Não se entende como continua a não ser conhecida e divulgada a vastíssima obra de Jorge de Sena. Será que a “lítero-cambada” portuguesa que o desprezou nos anos 50 continua a desprezá-lo actualmente?
Em 1961, Sophia agradecia ao seu amigo Jorge de Sena o envio do livro “Poesia - I” sobre o qual diz: “O livro deu-me uma extraordinária impressão de grandeza. Uma grandeza que é estilo, precisão, exactidão, força, construção e mais ainda testemunho, olhar olhando em frente, inteireza, coragem.” Ao que ele responde: “Eu não sei, Sophia, aí (em Portugal) quase tudo não me merece.

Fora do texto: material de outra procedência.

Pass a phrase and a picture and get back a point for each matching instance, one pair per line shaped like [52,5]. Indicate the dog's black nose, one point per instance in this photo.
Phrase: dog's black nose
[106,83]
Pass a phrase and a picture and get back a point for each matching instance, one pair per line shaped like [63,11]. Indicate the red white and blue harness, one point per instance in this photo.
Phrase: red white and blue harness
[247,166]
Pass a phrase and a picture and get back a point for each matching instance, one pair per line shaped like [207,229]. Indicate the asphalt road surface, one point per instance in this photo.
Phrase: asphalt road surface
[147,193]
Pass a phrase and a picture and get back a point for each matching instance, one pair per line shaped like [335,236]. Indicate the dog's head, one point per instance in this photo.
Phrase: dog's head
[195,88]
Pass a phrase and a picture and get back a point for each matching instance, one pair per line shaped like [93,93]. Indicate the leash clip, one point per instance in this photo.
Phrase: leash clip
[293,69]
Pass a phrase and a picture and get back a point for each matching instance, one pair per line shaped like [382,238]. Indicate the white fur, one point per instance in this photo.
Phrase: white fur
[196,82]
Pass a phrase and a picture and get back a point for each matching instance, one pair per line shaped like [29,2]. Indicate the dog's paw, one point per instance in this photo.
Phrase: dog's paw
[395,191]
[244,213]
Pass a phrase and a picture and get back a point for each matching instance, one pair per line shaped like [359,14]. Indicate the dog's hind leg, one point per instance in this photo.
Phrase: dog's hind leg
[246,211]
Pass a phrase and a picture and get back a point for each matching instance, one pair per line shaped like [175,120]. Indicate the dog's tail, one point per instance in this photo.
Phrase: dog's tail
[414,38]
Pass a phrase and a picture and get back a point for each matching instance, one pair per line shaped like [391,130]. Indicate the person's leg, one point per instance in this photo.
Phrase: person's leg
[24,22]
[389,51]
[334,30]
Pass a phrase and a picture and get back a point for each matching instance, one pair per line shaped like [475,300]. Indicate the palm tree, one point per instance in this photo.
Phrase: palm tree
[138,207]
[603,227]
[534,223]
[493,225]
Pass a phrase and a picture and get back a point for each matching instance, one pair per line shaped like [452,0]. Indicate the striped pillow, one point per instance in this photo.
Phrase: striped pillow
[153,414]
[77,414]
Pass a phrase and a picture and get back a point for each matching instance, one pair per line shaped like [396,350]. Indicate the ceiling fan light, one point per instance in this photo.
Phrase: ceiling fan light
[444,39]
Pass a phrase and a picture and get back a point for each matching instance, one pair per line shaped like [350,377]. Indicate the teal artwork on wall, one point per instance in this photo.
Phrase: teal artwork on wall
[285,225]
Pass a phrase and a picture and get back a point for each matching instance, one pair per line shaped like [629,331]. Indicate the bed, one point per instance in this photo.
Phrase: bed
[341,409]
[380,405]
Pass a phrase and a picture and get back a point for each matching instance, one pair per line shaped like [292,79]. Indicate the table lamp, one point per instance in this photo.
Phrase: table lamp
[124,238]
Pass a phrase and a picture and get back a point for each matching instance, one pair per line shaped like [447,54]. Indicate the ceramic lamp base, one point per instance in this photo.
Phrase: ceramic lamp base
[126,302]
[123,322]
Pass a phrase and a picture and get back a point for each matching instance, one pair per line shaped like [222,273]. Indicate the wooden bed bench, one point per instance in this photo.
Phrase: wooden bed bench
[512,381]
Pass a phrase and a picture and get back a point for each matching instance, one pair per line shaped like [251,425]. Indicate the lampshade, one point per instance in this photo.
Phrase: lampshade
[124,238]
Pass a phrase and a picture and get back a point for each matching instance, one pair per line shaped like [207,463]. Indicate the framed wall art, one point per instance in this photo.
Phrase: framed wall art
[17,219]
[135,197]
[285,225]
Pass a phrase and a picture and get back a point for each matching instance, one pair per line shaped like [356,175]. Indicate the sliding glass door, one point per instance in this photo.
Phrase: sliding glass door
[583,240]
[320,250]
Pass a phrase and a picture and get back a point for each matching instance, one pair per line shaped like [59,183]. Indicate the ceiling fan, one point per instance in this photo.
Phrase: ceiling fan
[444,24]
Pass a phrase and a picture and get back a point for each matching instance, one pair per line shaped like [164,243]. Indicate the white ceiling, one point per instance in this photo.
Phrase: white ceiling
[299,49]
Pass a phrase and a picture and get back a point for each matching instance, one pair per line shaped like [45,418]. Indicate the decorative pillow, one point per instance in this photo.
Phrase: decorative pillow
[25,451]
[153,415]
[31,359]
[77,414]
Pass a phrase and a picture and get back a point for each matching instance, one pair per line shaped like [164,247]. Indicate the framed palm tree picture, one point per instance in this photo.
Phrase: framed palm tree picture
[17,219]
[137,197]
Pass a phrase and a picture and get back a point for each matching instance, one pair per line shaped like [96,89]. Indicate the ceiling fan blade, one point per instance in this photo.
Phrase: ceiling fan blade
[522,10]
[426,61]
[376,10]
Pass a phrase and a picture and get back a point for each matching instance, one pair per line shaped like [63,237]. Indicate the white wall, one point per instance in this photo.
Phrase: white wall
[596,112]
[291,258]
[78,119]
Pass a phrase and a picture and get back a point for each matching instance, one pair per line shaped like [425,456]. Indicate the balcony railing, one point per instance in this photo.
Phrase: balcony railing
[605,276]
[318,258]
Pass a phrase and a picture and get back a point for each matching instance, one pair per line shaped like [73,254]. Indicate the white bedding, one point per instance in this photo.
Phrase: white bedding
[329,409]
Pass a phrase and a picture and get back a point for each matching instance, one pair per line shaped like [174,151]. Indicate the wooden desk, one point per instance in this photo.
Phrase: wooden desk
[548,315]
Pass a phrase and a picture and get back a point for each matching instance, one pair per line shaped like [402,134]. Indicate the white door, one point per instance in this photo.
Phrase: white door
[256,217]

Mas o que lhe garanto é que, aqui (no Brasil), também nos não merecem. Temos por cá o mesmo carreirismo torpe, cuja virtude é ser representado em descarado makebelieve.” (pág. 42)
Será que o país ainda não lhe perdoou o desprezo e o sarcasmo com que respondeu ao exílio a que a própria nação o forçou?
Exemplo desse sarcasmo é “o violento poema de Lisboa” (como o próprio poeta diz) (pág. 126) que ele oferece a Sophia “em paga da leitura dos teus esplêndidos poemas novos” e que deixo aqui:
Que esperar daqui? O que esta gente
não espera porque espera sem esperar?
0 que só vida e morte
informes consentidas
em todos se devora e lhes devora as vidas?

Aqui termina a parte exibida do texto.